Forward progress worth noting
The goal line is in sight, but still distant. The defense continues to hold its ground and the grueling, grudge match continues in Jackson.
Fans watch with excitement from every corner of the state.
In a game of inches, the battles are almost constant and a lightning fast offense isn’t a reality.
The fight for improved access to public records in Mississippi is a slow, grinding ground game.
In the latest skirmish aimed at shedding more light on government records, open-government proponents are claiming a mini-victory after House Bill 113 cleared both chambers of the state Legislature and is headed for the governor’s desk to become law.
The bill would give the public slightly quicker access to records requests.
Government entities would be required to respond to information requests within seven working days, rather than the current 14 days.
Complicated requests — ones requiring substantial manpower to honor, for example — could be allowed up to 14 days, provided the entity informed the requestor of the delay.
The bill is minor in scope, but it addresses an important stall tactic some agencies can use to delay requests.
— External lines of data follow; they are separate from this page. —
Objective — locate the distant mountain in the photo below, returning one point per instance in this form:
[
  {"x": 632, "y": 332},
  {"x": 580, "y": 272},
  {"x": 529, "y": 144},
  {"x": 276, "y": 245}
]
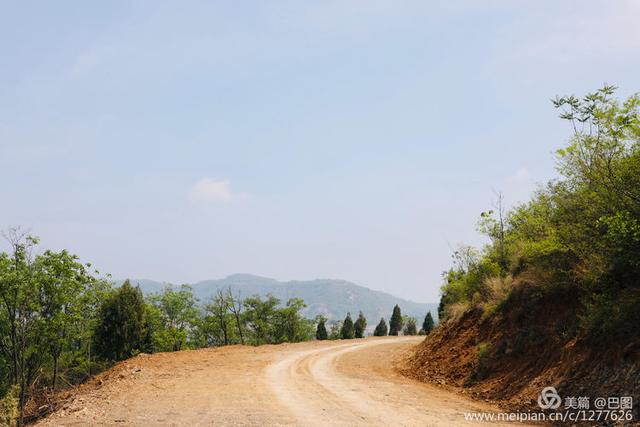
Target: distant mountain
[{"x": 329, "y": 297}]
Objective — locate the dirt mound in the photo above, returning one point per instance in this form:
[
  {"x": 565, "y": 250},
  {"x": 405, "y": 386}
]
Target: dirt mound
[{"x": 528, "y": 343}]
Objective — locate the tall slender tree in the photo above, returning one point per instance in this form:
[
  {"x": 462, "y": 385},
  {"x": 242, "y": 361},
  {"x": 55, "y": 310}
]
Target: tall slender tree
[
  {"x": 347, "y": 331},
  {"x": 427, "y": 324},
  {"x": 321, "y": 330},
  {"x": 360, "y": 326},
  {"x": 395, "y": 324},
  {"x": 381, "y": 330},
  {"x": 121, "y": 330}
]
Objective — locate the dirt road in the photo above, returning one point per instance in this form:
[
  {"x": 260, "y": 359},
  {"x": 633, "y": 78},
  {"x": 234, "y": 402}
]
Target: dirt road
[{"x": 335, "y": 383}]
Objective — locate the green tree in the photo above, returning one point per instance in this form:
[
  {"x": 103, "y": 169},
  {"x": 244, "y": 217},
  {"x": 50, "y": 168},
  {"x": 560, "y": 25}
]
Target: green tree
[
  {"x": 321, "y": 329},
  {"x": 176, "y": 317},
  {"x": 122, "y": 328},
  {"x": 219, "y": 308},
  {"x": 395, "y": 324},
  {"x": 347, "y": 331},
  {"x": 260, "y": 317},
  {"x": 334, "y": 330},
  {"x": 381, "y": 330},
  {"x": 410, "y": 327},
  {"x": 360, "y": 326},
  {"x": 427, "y": 324},
  {"x": 63, "y": 283}
]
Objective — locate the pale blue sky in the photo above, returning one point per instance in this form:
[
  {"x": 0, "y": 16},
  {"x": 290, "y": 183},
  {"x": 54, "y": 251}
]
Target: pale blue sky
[{"x": 360, "y": 140}]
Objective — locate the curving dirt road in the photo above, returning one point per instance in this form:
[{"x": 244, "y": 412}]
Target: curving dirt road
[{"x": 336, "y": 383}]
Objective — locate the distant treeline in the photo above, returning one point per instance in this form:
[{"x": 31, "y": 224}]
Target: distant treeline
[{"x": 60, "y": 323}]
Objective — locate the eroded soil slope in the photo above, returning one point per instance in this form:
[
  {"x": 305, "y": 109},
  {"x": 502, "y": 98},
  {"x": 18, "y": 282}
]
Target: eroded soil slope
[{"x": 311, "y": 384}]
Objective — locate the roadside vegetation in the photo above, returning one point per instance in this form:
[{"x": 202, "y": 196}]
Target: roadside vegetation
[
  {"x": 554, "y": 297},
  {"x": 62, "y": 322},
  {"x": 579, "y": 233}
]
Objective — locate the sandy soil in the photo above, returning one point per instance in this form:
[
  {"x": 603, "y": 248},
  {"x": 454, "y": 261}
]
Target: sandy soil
[{"x": 330, "y": 383}]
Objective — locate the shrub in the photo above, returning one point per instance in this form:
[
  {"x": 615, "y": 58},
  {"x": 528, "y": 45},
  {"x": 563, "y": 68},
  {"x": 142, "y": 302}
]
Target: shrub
[
  {"x": 381, "y": 330},
  {"x": 9, "y": 407}
]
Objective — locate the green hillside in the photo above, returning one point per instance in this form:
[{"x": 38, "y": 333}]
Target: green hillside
[{"x": 329, "y": 297}]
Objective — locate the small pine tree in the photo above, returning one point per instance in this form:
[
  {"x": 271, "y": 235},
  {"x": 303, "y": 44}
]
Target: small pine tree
[
  {"x": 122, "y": 329},
  {"x": 381, "y": 329},
  {"x": 395, "y": 324},
  {"x": 427, "y": 325},
  {"x": 410, "y": 327},
  {"x": 347, "y": 332},
  {"x": 360, "y": 326},
  {"x": 321, "y": 330}
]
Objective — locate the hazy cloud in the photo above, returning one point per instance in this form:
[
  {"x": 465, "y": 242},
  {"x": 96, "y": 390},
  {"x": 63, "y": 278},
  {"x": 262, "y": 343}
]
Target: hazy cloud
[{"x": 211, "y": 190}]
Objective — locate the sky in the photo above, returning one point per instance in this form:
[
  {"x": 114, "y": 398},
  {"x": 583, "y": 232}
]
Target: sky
[{"x": 360, "y": 140}]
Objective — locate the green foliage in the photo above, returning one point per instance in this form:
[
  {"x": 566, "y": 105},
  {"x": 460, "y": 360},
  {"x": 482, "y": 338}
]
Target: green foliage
[
  {"x": 123, "y": 329},
  {"x": 321, "y": 329},
  {"x": 410, "y": 327},
  {"x": 48, "y": 307},
  {"x": 360, "y": 326},
  {"x": 268, "y": 323},
  {"x": 582, "y": 230},
  {"x": 175, "y": 317},
  {"x": 395, "y": 324},
  {"x": 347, "y": 331},
  {"x": 427, "y": 324},
  {"x": 9, "y": 412},
  {"x": 381, "y": 329}
]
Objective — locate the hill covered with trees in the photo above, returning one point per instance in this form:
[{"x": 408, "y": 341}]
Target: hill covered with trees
[
  {"x": 554, "y": 298},
  {"x": 326, "y": 297}
]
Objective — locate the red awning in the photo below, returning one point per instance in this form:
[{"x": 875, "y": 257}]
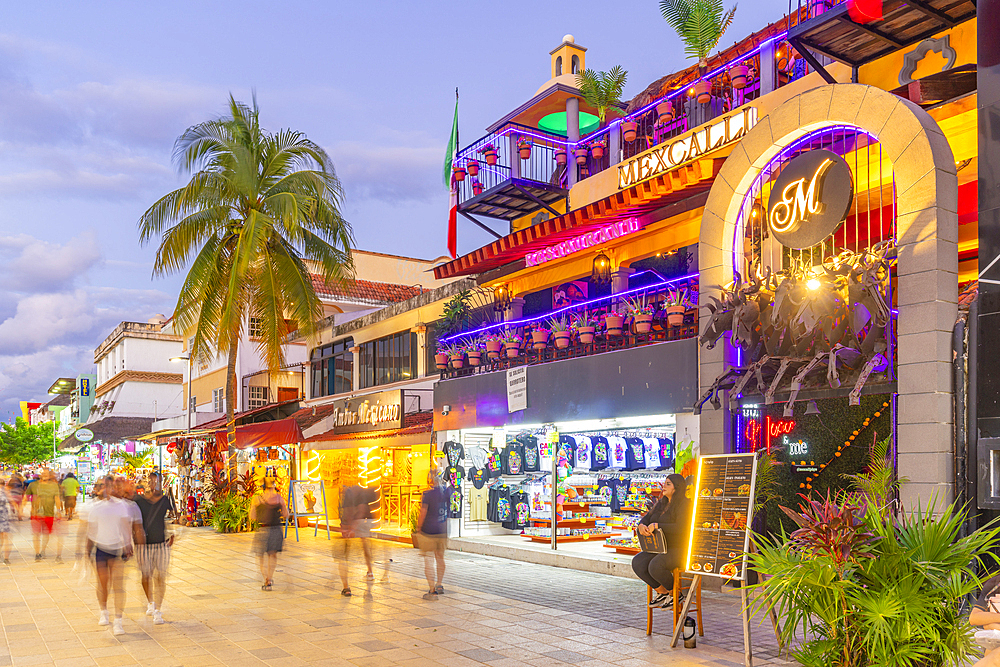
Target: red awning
[{"x": 264, "y": 434}]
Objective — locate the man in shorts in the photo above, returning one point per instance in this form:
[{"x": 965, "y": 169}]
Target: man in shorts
[
  {"x": 432, "y": 538},
  {"x": 153, "y": 556},
  {"x": 45, "y": 496}
]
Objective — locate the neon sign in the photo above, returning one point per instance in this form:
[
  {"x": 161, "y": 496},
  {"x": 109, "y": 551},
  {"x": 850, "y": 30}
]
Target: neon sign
[{"x": 583, "y": 241}]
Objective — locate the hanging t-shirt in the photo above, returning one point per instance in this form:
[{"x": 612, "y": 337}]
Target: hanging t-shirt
[
  {"x": 454, "y": 452},
  {"x": 618, "y": 448},
  {"x": 652, "y": 447},
  {"x": 600, "y": 453},
  {"x": 635, "y": 454},
  {"x": 583, "y": 446},
  {"x": 512, "y": 460}
]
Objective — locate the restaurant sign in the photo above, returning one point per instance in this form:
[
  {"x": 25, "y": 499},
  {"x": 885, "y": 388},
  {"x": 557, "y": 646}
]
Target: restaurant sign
[
  {"x": 686, "y": 148},
  {"x": 372, "y": 412}
]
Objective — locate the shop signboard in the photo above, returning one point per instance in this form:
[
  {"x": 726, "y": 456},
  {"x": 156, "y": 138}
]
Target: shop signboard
[
  {"x": 723, "y": 507},
  {"x": 373, "y": 412}
]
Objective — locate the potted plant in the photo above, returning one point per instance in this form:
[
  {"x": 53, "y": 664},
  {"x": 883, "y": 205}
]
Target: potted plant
[
  {"x": 560, "y": 332},
  {"x": 489, "y": 153},
  {"x": 493, "y": 343},
  {"x": 540, "y": 338},
  {"x": 630, "y": 130},
  {"x": 642, "y": 313},
  {"x": 585, "y": 327},
  {"x": 676, "y": 304},
  {"x": 602, "y": 90},
  {"x": 597, "y": 148},
  {"x": 524, "y": 148},
  {"x": 614, "y": 322}
]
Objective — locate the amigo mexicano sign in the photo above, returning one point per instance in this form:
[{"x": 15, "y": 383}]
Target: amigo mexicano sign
[{"x": 686, "y": 148}]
And that’s enough to do a bit of mid-game celebration.
House Bill 113 is positive yardage toward the goal of completely open, transparent government in Mississippi, but in the grand scheme of things, it’s not even a first down.
We hope that during the next legislative session, the state addresses the lack of teeth in enforcement of the state’s open records and open meetings laws. That would be a touchdown for the side of openness.